And yet, will it be believed, that after all this, in 1830, the right hon. gentleman should write a pamphlet, to denounce the AntiSlavery party as men of bad faith, as men guilty of violating their compact with government and the planters, in demanding abolition. without compensation!!

His proof of this charge is sufficiently whimsical, and not a little characteristic. He places in the title-page, as his motto, a passage in which the Anti-Slavery Society fully recognizes the right of the planters to prefer, and, by adequate proof, to establish their claim to indemnity. The whole of the passage from which he has drawn his motto, is as follows:

"It is by no means intended to attribute the existence and continuance of this most opprobrious system to our Colonies exclusively. On the contrary, the guilt and shame arising from it belong in perhaps an equal degree to the people and parliament of this country. But on that very account are we the more rigidly bound to lose no time in investigating the state of colonial bondage, and in adopting such measures as shall bring it to the earliest termination which is compatible with the well-being of the parties who sustain its grievous yoke.

"But, besides our paramount and indispensable obligations, on moral and religious grounds, to relieve our colonial bondsmen from the cruel and degrading state to which we have reduced them, and to remedy as far as we can the numberless wrongs of which we have been the criminal authors; it is further due to the character of Great Britain, in the eyes of foreign nations, that we should act agreeably to the principles which, in our discussions with them relative to the African Slave Trade, we have professed to make the basis of our representations. It would be vain to expect that they should regard those professions as otherwise than insincere, or that they should defer to our representations, however urgent, if we exhibit in our own conduct the glaring inconsistency of sanctioning as legal, in our own dominions, practices of the very same nature, in effect, with those which we reprobate and denounce as immoral, inhuman, and unjust, when they occur on the coast of Africa.

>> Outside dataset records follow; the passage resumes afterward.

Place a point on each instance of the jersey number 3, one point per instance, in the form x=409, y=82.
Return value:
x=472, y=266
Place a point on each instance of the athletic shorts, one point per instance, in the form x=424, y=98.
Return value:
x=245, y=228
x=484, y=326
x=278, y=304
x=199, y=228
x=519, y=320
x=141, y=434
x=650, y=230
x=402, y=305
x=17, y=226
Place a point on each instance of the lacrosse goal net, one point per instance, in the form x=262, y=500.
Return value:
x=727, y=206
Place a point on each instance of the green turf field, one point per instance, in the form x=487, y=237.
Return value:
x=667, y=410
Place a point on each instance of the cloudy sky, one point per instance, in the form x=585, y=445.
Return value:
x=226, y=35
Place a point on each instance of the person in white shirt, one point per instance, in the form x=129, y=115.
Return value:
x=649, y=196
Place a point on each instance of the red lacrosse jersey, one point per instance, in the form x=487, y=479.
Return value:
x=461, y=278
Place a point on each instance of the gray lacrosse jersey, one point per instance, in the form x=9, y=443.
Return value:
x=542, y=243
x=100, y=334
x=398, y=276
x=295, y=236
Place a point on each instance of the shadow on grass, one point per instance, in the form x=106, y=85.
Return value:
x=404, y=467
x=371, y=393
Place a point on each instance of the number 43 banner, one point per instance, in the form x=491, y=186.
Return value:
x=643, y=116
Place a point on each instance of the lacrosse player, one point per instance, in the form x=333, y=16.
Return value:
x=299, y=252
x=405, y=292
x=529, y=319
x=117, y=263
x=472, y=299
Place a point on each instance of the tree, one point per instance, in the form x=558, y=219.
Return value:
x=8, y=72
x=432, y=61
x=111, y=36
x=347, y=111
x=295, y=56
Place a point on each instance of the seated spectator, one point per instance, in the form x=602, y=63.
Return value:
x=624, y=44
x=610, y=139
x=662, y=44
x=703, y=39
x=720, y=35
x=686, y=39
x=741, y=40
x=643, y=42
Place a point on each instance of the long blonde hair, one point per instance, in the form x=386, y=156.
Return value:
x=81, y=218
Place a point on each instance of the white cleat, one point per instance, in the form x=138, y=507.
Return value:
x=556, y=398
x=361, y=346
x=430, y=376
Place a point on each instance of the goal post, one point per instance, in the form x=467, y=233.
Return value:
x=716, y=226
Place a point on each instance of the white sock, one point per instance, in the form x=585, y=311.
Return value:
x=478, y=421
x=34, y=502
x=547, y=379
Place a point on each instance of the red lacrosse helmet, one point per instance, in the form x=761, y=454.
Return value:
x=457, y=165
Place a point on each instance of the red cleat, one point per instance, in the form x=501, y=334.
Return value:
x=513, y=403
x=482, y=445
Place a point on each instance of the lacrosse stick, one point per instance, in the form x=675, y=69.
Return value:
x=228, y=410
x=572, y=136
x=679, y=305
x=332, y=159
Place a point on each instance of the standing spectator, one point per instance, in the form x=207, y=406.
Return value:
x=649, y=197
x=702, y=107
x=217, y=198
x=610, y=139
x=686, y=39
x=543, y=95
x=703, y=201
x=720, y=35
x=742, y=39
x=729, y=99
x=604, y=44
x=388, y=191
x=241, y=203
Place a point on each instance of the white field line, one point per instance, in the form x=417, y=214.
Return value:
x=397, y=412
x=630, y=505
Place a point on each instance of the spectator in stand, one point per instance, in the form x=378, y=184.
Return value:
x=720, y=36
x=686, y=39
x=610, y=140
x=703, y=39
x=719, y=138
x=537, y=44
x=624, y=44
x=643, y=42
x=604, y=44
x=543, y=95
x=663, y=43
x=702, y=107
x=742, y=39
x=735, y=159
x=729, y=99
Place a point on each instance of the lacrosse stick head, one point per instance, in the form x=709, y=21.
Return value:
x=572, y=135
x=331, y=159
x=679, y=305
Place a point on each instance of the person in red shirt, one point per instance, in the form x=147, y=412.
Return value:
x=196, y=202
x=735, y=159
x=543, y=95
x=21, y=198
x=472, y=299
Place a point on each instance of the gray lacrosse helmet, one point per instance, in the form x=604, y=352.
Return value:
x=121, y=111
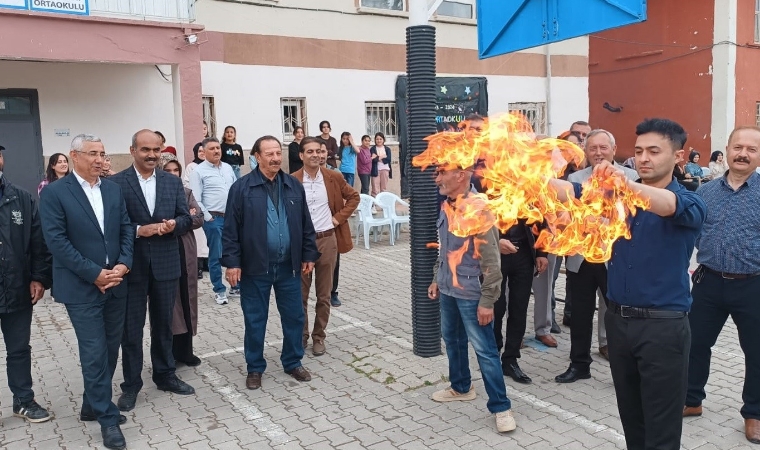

"It is therefore our clear and indisputable duty completely to reform our present colonial system, even if it should require a large pecuniary sacrifice to

accomplish that object. But the proposed change, we believe, is prescribed to us not more by moral and religious principle, than by the soundest views of poltical expediency. In the present advanced state of knowledge, it can no longer be a question that the labour of slaves is much less profitable than that of freemen, and that it can only be supported at a very heavy expense to the community at large. In proof of this, it will be sufficient to adduce the protecting duties and bounties afforded to the growers of sugar in the West Indies; and without which they declare it would be impossible for them to continue its culture. Indeed, we are persuaded that no institution which is directly at variance with the will of the Supreme Governor of the Universe can prove a source of permanent advantage either to nations or individuals. And, in the present case, it might be clearly demonstrated, that the personal slavery which deforms the face of society in the British colonies, and stains the British character, is as detrimental to the interests of the slave-owner as it is cruel and oppressive to the slave; and that its abolition, instead of proving an injury to either, will prove an unspeakable benefit to both.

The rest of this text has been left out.